Issue (i): whether the disclosure obligations under the takeover and insider trading regulations were violated by the promoter entity and the listed company
Analysis: The disclosure issue turned on whether the promoter entity, upon acquiring more than the prescribed threshold through preferential allotment, disclosed the acquisition to the stock exchange, and whether the listed company in turn disseminated the received information to the exchanges within time. The record was examined against the purported acknowledgements produced by the noticees. The order found the documentary support unreliable, noting an apparent contradiction in the dates on the acknowledgment and the letter, and treated the disclosure evidence as fabricated afterthought material.

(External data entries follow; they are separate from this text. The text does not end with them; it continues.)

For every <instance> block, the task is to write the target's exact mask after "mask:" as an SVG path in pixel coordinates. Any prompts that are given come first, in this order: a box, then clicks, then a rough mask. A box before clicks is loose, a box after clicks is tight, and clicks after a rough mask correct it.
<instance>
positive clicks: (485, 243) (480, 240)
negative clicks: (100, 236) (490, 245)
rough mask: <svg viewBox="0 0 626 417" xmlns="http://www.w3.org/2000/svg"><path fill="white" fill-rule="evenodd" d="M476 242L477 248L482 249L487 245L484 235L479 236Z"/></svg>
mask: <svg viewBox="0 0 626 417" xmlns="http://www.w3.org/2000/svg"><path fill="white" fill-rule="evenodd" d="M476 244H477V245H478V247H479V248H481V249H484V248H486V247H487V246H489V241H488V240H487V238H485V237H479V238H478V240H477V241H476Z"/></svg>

On that basis, the disclosure defaults were held established.
Conclusion: The violation of Regulation 7(1) of the takeover regulations by the promoter entity and Regulations 7(3), 8(3) of the takeover regulations and Regulation 13(6) of the insider trading regulations by the listed company was held established.
Issue (ii): whether the buy-side and sell-side trading pattern in the scrip constituted manipulation and fraudulent or unfair trade practices under the PFUTP Regulations and Section 12A of the SEBI Act, 1992
Analysis: The trading pattern was assessed in the context of an illiquid scrip, repeated upper-circuit hits, selective first trades, and the impact of corporate announcements and price-time priority in the exchange system. For several buy-side noticees, the order book showed that the first trade resulted from market-matching mechanics rather than a provable concerted design, and there was no conclusive material linking them to the promoter-related seller. Benefit of doubt was therefore extended to those noticees and the manipulation charge was not sustained against them. By contrast, the seller-side conduct of the proprietary finance entity was found to be systematic and controlling: sell orders were placed in small lots at upper-circuit prices over a long sequence of trading days, creating artificial supply and sustaining the rise in price. That pattern was treated as deliberate price marking and manipulative conduct.
Conclusion: The PFUTP violation was not established against the buy-side noticees for whom benefit of doubt was given, but was established against the seller-side entity for price manipulation and fraudulent trade practices.
Issue (iii): whether monetary penalty was attracted and, if so, to what extent under Sections 15A(b), 15HA and 15J of the SEBI Act, 1992
Analysis: Once the statutory defaults and manipulative conduct were found established, penalty was held to follow irrespective of intent, and the quantum was considered with reference to the amount of disproportionate gain, investor impact and the repetitive nature of the defaults. The disclosure default attracted penalty under Section 15A(b), while the manipulative trading conduct attracted penalty under Section 15HA. Applying the penalty factors, a substantial penalty was imposed on the seller-side entity, while the other noticees either received no penalty on the manipulation charge or were kept in abeyance because settlement proceedings were pending.
Conclusion: Monetary penalty was imposed for the established disclosure default and for the established manipulative trading conduct, with the principal penalty falling on the seller-side entity and a lesser penalty on the disclosure defaulting entities.
Final Conclusion: The order sustained the regulatory breach in relation to non-disclosure and upheld the finding of coordinated price manipulation only against the seller-side entity, while extending benefit of doubt to the other buy-side noticees; penalties were consequently confined to the established defaults.
Ratio Decidendi: In securities market adjudication, once a statutory disclosure default or manipulative trading pattern is established on the record, penalty follows without proof of subjective intent, and a pattern of controlled small-lot sales at upper-circuit prices can constitute price manipulation and fraudulent or unfair trade practice.